Home & Office

Avaya trying out data analytics for customer service contact centers

Avaya is trying out the potential of big data and analytics with new solutions to improve all of its lines of customer service.
Written by Rachel King, Contributor

Citing market trends favoring the use of social media data and channels to improve customer service, Avaya is trying to catch up by bringing the power of big data to its call centers.

The unified communications business isn't the first to toy with big data for the purpose of boosting the customer experience.

But Avaya, which recently moved its headquarters from New Jersey to Silicon Valley, is aiming to frame its new solutions as unique by targeting every "access point" in the customer lifecycle.

From the business perspective, the Avaya Customer Experience Management solutions are touted to sync up all customer interactions from every channel as well as come with a simple deployment strategy for virtualized environments.

One method designed to enable this is the Avaya Aura Call Center Elite Multichannel suite, which unifies multiple channels of communications (i.e.

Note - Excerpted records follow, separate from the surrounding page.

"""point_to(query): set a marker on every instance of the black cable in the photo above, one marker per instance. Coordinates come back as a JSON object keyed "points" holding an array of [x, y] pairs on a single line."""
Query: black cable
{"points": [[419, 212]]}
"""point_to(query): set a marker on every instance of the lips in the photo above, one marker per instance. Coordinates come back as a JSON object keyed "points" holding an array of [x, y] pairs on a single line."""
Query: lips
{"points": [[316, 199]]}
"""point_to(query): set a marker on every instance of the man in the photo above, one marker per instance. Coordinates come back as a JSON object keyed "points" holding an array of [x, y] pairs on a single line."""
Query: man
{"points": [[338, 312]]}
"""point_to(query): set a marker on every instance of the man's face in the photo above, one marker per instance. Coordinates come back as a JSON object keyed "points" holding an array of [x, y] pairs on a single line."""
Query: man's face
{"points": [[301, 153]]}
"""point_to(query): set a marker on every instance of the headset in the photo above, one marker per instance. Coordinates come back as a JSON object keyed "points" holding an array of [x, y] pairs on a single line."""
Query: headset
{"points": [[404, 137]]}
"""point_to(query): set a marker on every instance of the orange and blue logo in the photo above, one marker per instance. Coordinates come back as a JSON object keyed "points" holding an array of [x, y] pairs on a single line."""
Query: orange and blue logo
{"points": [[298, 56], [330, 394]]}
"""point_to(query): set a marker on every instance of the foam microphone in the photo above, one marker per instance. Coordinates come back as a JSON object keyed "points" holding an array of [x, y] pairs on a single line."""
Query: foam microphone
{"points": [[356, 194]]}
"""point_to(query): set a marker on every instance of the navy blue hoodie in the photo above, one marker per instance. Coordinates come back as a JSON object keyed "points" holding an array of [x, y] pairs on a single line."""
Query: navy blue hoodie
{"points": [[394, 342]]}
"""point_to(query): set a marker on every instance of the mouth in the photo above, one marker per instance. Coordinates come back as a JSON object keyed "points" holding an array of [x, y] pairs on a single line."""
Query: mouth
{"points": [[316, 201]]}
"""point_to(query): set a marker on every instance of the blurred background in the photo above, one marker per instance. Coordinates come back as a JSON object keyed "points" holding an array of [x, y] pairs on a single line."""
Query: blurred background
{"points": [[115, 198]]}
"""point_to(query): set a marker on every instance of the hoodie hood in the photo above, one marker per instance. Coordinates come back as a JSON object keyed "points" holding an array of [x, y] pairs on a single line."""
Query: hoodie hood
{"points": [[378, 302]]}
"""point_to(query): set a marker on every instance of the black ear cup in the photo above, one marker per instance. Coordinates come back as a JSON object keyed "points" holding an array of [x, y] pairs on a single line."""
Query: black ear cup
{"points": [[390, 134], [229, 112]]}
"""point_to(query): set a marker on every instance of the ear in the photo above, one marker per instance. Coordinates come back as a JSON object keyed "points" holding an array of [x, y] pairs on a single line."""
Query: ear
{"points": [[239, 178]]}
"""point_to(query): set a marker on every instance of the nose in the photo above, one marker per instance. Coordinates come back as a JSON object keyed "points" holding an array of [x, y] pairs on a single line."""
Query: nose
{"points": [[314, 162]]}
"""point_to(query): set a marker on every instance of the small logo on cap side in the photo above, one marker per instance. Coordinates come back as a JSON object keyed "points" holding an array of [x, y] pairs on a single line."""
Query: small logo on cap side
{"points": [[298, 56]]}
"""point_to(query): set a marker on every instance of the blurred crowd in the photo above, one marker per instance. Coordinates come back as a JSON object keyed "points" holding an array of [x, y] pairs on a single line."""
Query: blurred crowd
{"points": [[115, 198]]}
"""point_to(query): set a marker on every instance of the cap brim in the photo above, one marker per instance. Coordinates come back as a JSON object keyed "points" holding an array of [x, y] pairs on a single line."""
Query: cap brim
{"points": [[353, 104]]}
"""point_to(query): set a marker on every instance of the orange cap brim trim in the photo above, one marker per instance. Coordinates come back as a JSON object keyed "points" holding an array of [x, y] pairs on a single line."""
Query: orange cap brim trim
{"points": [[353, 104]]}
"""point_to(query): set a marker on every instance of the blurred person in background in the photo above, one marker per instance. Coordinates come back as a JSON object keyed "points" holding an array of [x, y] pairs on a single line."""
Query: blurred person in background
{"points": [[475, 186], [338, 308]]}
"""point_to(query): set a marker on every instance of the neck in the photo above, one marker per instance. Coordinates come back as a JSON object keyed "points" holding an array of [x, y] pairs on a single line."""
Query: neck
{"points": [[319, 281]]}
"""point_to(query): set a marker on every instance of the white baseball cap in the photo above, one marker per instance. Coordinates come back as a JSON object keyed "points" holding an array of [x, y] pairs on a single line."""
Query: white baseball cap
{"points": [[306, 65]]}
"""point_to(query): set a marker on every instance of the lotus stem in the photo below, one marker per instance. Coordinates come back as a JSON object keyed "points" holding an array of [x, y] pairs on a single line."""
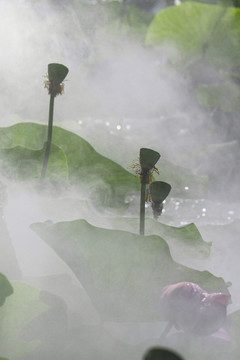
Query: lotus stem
{"points": [[49, 138], [142, 203]]}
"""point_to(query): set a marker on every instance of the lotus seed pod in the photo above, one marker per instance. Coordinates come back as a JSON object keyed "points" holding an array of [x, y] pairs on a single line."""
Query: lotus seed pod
{"points": [[148, 158], [57, 72]]}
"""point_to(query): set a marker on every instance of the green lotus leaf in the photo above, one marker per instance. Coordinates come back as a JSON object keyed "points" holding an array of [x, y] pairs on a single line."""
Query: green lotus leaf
{"points": [[26, 164], [122, 272], [199, 30], [159, 190], [148, 158], [29, 321], [106, 182], [57, 72], [184, 242]]}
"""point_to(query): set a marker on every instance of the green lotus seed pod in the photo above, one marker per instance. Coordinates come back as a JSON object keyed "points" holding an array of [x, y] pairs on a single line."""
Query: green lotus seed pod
{"points": [[159, 190], [57, 72], [148, 158]]}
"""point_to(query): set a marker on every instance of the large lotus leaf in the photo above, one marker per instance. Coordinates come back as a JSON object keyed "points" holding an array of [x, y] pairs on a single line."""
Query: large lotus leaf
{"points": [[26, 320], [199, 29], [122, 272], [5, 289], [184, 242], [113, 18], [105, 181], [26, 164]]}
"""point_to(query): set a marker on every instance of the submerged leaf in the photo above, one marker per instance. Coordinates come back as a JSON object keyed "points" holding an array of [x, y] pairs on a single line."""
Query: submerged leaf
{"points": [[29, 320], [104, 181]]}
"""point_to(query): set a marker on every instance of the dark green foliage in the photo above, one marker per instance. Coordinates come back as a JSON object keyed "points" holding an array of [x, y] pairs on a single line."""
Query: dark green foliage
{"points": [[158, 353], [148, 158]]}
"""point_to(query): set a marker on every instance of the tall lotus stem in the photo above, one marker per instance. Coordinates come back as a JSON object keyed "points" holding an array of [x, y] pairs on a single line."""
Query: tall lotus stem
{"points": [[159, 190], [55, 86], [144, 179], [147, 160]]}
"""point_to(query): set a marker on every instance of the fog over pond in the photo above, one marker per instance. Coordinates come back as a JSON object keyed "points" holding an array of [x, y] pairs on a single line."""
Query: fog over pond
{"points": [[120, 95]]}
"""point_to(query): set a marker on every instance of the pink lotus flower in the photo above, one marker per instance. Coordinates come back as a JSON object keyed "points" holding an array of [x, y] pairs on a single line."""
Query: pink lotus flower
{"points": [[190, 308]]}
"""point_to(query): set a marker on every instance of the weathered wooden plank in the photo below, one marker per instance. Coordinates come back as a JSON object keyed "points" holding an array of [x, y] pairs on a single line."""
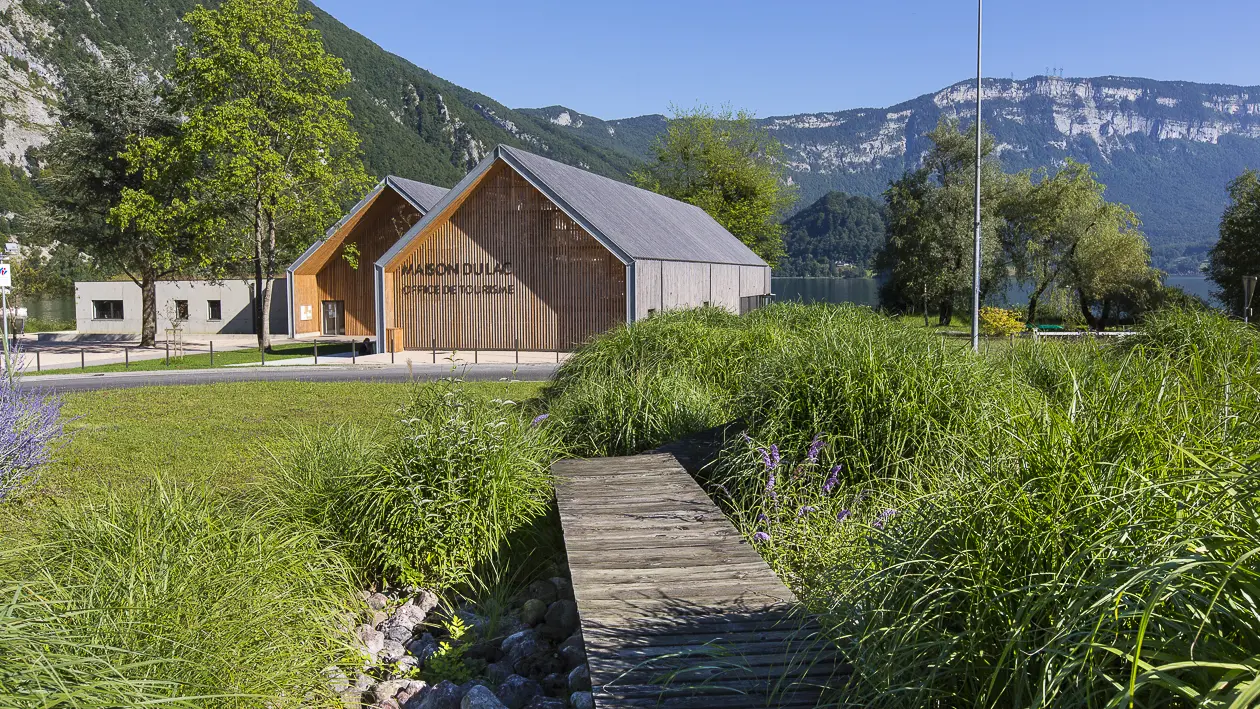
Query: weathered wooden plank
{"points": [[677, 607]]}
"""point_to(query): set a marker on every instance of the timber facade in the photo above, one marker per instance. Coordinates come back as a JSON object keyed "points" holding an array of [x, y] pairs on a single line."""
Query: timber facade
{"points": [[523, 253]]}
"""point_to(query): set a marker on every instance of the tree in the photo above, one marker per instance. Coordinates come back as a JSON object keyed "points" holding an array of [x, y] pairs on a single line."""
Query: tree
{"points": [[727, 166], [262, 111], [927, 256], [106, 108], [1237, 253], [1060, 232]]}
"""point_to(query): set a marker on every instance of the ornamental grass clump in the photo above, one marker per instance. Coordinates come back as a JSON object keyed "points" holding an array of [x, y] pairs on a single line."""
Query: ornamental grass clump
{"points": [[427, 508], [174, 595]]}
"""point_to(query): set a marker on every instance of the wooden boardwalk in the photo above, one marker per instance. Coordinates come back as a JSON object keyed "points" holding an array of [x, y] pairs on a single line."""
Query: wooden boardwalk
{"points": [[677, 608]]}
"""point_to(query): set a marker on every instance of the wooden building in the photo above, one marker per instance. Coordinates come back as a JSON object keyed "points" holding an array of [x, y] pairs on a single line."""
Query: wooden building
{"points": [[532, 253], [330, 289]]}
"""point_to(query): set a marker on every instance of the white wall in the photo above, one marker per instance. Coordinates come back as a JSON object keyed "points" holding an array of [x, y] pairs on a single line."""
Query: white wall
{"points": [[233, 296]]}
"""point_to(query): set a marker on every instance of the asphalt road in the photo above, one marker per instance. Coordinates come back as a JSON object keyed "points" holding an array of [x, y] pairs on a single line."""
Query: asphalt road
{"points": [[321, 373]]}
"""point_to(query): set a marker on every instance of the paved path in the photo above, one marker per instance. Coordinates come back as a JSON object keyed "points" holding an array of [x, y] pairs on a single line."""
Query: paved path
{"points": [[677, 608], [321, 373]]}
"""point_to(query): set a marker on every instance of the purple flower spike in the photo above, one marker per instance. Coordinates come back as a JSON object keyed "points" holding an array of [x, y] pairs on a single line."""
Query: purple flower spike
{"points": [[832, 480], [815, 447]]}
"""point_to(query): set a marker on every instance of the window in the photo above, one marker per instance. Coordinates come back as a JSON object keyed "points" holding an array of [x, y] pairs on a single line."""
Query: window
{"points": [[107, 310]]}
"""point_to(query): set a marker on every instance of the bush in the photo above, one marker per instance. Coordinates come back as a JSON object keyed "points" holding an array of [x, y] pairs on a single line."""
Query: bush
{"points": [[423, 510], [1001, 323], [29, 427], [179, 595]]}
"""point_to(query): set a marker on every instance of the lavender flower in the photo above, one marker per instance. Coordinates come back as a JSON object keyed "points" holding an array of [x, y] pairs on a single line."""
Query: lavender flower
{"points": [[29, 427], [815, 447], [832, 480]]}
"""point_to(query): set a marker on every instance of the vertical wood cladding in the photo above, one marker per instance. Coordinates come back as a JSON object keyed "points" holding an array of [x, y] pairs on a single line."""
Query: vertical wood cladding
{"points": [[329, 276], [507, 265]]}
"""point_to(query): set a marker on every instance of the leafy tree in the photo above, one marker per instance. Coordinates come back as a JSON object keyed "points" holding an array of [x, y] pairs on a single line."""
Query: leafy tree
{"points": [[927, 255], [1237, 253], [838, 234], [106, 107], [1060, 231], [262, 110], [727, 166]]}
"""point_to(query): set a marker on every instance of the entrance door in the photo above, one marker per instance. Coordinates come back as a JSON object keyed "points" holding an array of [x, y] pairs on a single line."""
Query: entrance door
{"points": [[334, 317]]}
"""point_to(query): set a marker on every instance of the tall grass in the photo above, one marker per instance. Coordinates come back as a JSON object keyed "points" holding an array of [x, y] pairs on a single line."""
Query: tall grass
{"points": [[178, 593], [1051, 525], [429, 508]]}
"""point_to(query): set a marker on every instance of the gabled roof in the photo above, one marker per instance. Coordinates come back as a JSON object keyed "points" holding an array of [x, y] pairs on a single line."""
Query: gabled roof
{"points": [[421, 195], [633, 223]]}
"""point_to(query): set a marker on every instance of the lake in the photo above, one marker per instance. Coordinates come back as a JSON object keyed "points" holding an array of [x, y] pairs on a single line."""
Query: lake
{"points": [[866, 291]]}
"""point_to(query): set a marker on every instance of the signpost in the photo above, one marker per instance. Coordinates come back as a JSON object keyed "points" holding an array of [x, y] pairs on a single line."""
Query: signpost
{"points": [[5, 283], [1249, 289]]}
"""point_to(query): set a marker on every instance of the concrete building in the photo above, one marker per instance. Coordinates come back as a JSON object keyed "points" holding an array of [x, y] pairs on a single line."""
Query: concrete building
{"points": [[524, 252], [202, 307]]}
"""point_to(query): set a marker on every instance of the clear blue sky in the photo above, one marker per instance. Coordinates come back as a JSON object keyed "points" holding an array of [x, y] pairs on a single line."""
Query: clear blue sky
{"points": [[624, 58]]}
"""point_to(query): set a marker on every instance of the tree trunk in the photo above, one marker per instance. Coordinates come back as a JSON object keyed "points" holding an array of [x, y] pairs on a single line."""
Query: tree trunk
{"points": [[148, 309], [260, 281]]}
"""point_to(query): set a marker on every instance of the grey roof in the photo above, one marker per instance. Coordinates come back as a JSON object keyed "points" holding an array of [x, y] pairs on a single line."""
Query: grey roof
{"points": [[421, 194], [639, 223]]}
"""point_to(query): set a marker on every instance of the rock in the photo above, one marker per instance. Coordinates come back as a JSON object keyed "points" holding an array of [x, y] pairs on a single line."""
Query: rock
{"points": [[515, 691], [580, 679], [563, 587], [422, 647], [484, 650], [371, 639], [542, 589], [519, 644], [498, 671], [392, 651], [480, 698], [533, 612], [442, 695], [539, 664], [410, 690], [562, 618], [556, 684]]}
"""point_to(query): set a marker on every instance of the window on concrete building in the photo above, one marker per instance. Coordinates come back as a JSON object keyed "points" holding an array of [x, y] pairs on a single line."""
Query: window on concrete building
{"points": [[107, 310]]}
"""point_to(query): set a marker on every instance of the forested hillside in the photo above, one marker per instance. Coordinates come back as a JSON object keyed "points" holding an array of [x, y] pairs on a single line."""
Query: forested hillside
{"points": [[836, 236]]}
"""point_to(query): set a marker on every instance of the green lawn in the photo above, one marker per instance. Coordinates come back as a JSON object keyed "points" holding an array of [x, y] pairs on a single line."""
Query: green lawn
{"points": [[219, 433], [203, 360]]}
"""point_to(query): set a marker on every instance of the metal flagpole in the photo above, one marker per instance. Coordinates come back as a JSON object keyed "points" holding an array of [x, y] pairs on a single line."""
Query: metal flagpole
{"points": [[975, 282]]}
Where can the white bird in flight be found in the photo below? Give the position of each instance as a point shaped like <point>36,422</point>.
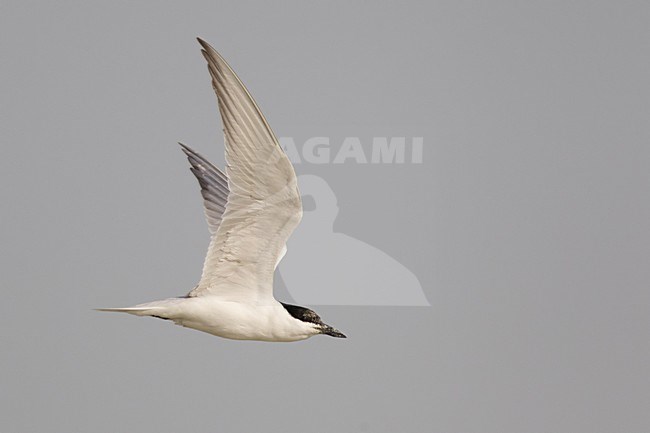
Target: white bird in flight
<point>251,213</point>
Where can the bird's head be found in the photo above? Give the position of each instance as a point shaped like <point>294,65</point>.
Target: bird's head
<point>309,316</point>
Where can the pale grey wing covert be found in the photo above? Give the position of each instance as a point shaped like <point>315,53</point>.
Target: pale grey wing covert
<point>263,205</point>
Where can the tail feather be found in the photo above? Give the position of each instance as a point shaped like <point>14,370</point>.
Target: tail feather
<point>138,311</point>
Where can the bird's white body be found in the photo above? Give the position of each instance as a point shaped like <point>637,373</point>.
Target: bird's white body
<point>251,212</point>
<point>229,319</point>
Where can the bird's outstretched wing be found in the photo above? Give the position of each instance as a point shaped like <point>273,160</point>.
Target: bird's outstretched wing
<point>263,205</point>
<point>214,187</point>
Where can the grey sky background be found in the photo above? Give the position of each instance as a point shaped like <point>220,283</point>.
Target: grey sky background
<point>526,223</point>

IM, email, social media, etc.) onto Avaya's call center software. Contact center users should then be able to layer more communications from other channels onto the same customer file for a more comprehensive, cross-channel profile.

When it comes to mining big data, Avaya has introduced its own form of speech analytics, which integrates the actual voice of the customer into performance management practices while trying to pick up business intelligence that might otherwise be missed in text-based or manual analyses.

Additionally, Avaya's Contact Flow Analytics dashboard comes with a number of visual tools to provide contact center employees with a better view into how customer service communications are being routed and answered.

For virtualized environments, Avaya is optimizing for VMware customers, in particular with contact center applications for skills-based routing, tracking multi-channel interactions, and self-service capabilities.